As it turns out, the perfect retirement job for a registered nurse is to work at an Adult Family Home. After years of dealing with the moment to moment crises that are common in any hospital, a nurse would find the relative calm of an Adult Family Home to be very manageable. And they bring all that wealth of experience of having worked for years in a far more intense environment to bear on the day to day things that emerge in an Adult Family Home.

Being a retired nurse means each resident under their care is safer. And the typical retired nurse is also capable of handling several emergencies at once, and without missing a beat. It’s simply far easier for them than what they’re used to.

“Wake Staff” brings comfort to those with dementia

For all those who have sobbed their way through the later sections of The Notebook movie, you’ll remember the challenge of people forgetting who their partner is. People with dementia can forget everyone around them. They might remember, for instance, that they have twelve grandchildren, but not remember the names or faces of any one of their family members. Then an hour later, some memory returns, and they seem to have ‘recovered’ for a moment. That’s hard on relatives who often themselves become confused with the unpredictability of it all. So, what happens when your loved one wakes up in the middle of the night, and forgets who they are or where they are? They step out of bed and begin to wander around the residence in a confused daze, perhaps also a danger to themselves and to others. This is where Wake Staff can be very important.

Wake Staff if the term they use for caregiver staff at an Adult Family Home who stay overnight. It usually implies that there will be some form of caregiver staff there at all times, night and day, every day of the year. The residents are never really alone. Not all Adult Family Homes have such Wake Staff, but it is becoming more and more common, and it is all but essential for residences that host those with dementia.

In an Adult Family Home with Wake Staff – or without, for that matter – there will be mechanisms for helping the staff to recognize when, for example, a resident got (or fell out) of bed. A pressure pad placed on the floor for the length of the bed sends a signal to the caregiver on duty. There are cords to pull in the event a resident gets into difficulties, for instance, in the bathroom. The caregiver can then make their way to the resident and deal with a small problem before it becomes a big one.

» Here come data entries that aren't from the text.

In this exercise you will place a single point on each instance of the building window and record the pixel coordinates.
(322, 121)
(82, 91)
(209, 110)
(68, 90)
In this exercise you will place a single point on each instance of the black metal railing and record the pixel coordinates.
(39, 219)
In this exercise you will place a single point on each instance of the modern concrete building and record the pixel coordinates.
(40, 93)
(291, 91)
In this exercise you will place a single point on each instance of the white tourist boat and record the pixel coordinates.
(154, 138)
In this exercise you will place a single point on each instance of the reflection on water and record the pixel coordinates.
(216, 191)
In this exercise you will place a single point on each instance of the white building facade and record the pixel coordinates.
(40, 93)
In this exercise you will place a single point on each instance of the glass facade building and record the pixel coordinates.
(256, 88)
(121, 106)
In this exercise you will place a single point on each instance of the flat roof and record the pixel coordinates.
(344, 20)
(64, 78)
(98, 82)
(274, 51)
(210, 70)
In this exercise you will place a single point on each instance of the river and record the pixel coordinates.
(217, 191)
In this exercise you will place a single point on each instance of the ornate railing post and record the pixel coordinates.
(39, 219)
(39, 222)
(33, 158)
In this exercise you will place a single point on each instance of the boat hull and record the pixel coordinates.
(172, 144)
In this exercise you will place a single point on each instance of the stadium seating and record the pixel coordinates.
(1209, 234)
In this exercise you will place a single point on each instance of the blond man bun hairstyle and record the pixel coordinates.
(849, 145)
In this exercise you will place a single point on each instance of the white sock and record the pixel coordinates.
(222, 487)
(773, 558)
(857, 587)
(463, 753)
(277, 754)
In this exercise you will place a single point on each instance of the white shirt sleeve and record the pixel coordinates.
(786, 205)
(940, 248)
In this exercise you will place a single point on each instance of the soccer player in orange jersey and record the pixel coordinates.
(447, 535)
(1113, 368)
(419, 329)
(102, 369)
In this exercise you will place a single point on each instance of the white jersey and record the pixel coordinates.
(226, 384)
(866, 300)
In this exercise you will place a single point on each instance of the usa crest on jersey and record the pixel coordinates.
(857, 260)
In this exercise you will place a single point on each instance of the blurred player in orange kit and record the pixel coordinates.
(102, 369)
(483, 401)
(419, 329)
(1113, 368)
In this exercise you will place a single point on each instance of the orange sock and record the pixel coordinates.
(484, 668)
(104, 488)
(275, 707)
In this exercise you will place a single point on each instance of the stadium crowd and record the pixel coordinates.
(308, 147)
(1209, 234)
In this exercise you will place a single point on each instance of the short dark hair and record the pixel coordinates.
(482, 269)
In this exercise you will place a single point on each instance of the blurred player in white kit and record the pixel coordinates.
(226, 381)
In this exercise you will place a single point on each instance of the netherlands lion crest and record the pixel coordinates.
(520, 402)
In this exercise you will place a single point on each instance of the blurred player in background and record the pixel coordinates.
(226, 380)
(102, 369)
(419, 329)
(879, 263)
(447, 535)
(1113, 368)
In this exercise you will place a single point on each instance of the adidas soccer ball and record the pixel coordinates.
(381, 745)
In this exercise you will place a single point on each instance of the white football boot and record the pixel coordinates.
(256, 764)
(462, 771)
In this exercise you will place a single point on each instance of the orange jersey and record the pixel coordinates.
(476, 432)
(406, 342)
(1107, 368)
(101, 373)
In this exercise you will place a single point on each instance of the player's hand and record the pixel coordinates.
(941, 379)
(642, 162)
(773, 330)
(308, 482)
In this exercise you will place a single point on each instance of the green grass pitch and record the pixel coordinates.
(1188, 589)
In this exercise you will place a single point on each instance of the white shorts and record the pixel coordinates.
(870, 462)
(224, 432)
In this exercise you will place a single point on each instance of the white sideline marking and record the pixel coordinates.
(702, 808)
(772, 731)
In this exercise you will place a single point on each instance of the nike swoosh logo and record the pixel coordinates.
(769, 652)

Wake Staff might not necessarily be awake, but they will be ready to respond. It’s often the case that overnight caretaker staff won’t need to be actually awake, but they might be, for example, lying on a couch close to the residents, and be able to simple slip into a pair of shoes and go into action. This is no problem, of course, to the typical retired registered nurse who has spent her whole life responding quickly to emergencies.

Taking care of those who can’t take care of themselves

With only six residents to look after, a caregiver at an Adult Family Home is in a particularly good position to look after a resident with dementia. In one case some years ago, I observed a caregiver going over the family photographs with a resident right before family visiting time. The resident could remember – for perhaps thirty minutes – the names of his own children and grandchildren, if he was reminded of them. Dementia is usually progressive – meaning it gets worse with time – but when there is an opportunity to make for example one more Christmas Day a memorable one, an Adult Family Home is the place it’s most likely to offer it to you.